The Copyright Ordinance (Cap. 528) is another relevant consideration for proxy users accessing streaming content. Using a proxy to access streaming content in a region where you don't hold a valid licence, or accessing content that isn't available in Hong Kong due to copyright licensing restrictions, may constitute a technical violation of the copyright holder's exclusive rights, though enforcement against individual consumers for personal viewing is historically rare and primarily focuses on commercial infringement. Being aware of these potential legal boundaries is appropriate, even if the practical enforcement risk for personal non-commercial use is low.
For personal proxy use — protecting your privacy when browsing, accessing geo-restricted content, and securing your traffic on public WiFi — no special legal precautions are needed beyond using the technology for lawful personal purposes. Using a quality paid proxy or VPN service from a reputable provider for these everyday purposes is entirely straightforward legally in Hong Kong. You have no obligation to disclose your use of privacy tools to any party, and there is no requirement to use an unencrypted or unproxied connection for lawful personal internet use.
For business proxy use, particularly data collection operations, implementing a compliance framework is advisable. This includes documenting your data collection purposes and legal basis, establishing data retention policies, reviewing robots.txt compliance, avoiding collection of personal data unless specifically required and legally justified, and ensuring any personal data collected is held securely and for no longer than necessary. For operations collecting significant volumes of data from websites, having a lawyer review the operation against PDPO requirements and the Crimes Ordinance is valuable insurance against regulatory risk.
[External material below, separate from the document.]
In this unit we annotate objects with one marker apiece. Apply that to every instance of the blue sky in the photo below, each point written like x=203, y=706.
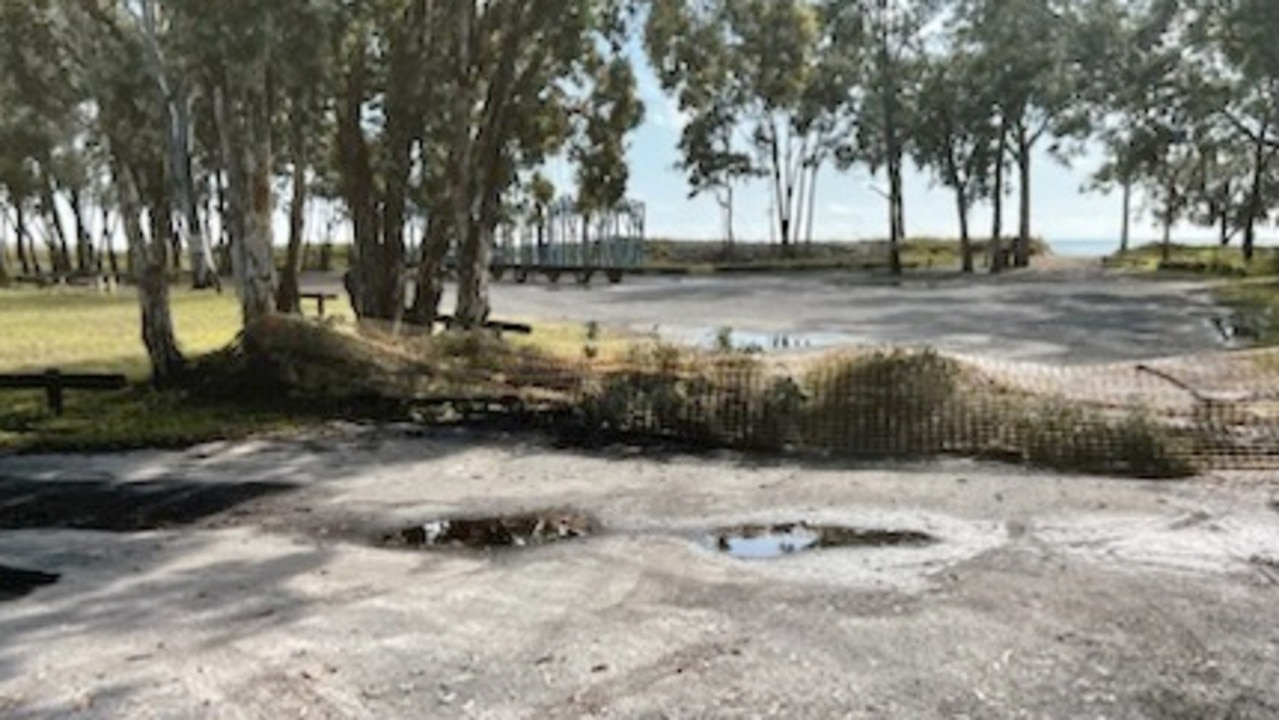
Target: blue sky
x=847, y=207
When using proxies to collect data from websites based in other jurisdictions, you may also need to consider the data protection laws of those countries. The GDPR applies to the personal data of EU residents regardless of where the data processor is located — a Hong Kong company scraping personal data of European users through proxies may be subject to GDPR requirements including lawful basis for processing, privacy notices, and data subject rights. Similarly, the California Consumer Privacy Act (CCPA) applies to California residents' personal data. Multinational proxy data operations require a genuinely international compliance analysis, not just consideration of HK law.